Dani Blanco
It happened at a party in Buenos Aires. A woman seduced a man who, being a pilot, addressed her as follows: “Fly with me. You can’t see the sunset I’m going to show you anywhere else.” The woman first refused, but the man grabbed her by the hands and loved her, and in the end she had to accept the proposal. If so, the woman boarded the plane dead of fear, leaving her life in the hands of the pilot. But when they had gone up into heaven, the man laid this hand on the woman's knees, and offered her cheek, and said: “Do you want to kiss me?” The woman began to apologize: “Kissing... is only kissed to the one who loves and always after getting to know him well. I just recently became a widow.” The pilot, however, did not despair, and gagged his lips to retain his smile: “If you don’t kiss me, let’s go to the water,” and directed the end of the plane to the sea.
It happened in the sky of Buenos Aires on a plane. The pilot shut down the engines to get the bidder's kiss. And the woman, frightened, discouraged, cried out horribly. As they crumbled towards the Río de la Plata, the man told her that he understood that he did not want to kiss her, because she was ugly, and again he managed to impress the woman's heart. “I love you because you’re a little girl and you’re scared,” she said, and with that the woman kissed him. “These are little hands! A little girl's hands at all! Give it to me forever!” he began to retract as he turned the engines on. “I don’t want to be a fool!” the woman replied. “You are so funny! I'm asking you to marry me. I love your hands. I want it to be just for me,” the man ventured, and the woman shamelessly pretended that they knew each other for only a few hours. “See, see how you marry me,” concluded the pilot, and also achieved it in the finish.This real anecdote between
Antoine de Saint-Exupéry and Consuelo Uncin has reminded me of two films that I have seen recently by chance, namely Bright star by Jane Campion –remember the movie Piano– and The Last Stop by Michael Hoffman. The first one includes the last days of the writer Leon Tolstoy and reflects his fluctuating relations with his rich wife Sofia –Helen Mirren–; the second one also summarized the last months of the poet John Keats and, okay, maybe his couturier Fanny –Abble Cornish– has more prominence than the poet himself.
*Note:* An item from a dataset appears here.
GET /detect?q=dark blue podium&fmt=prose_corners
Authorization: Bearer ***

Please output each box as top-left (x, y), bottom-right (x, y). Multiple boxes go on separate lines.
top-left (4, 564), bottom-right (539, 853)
Both films are beautiful, perhaps the first more social and the second more poetic, but the tempus and, in essence, the narration of both are similar, and I find that, in this tension between the writer and the muse, the winner is the first in the unconscious imagination left to the viewer, that is to say, the creator, and that, subliminally, when we leave the cinema, we leave the writer=man rooted in the binomial, and that at all it appears mythologized. When I read the autobiography Memories of the Rose by
Consuelo Uncin, I did not like the subordination and fascination that his wife showed to the writer (“You have a message to give to human beings. Nothing can stop you. I didn’t like it myself”), but I even less liked the need to be the hero of the writer (“I need to be shot, I need to feel clean and calm in this absurd war”). I wonder to what extent these relations and the anachronistic gradations that have been reflected in contemporary cinema are relevant.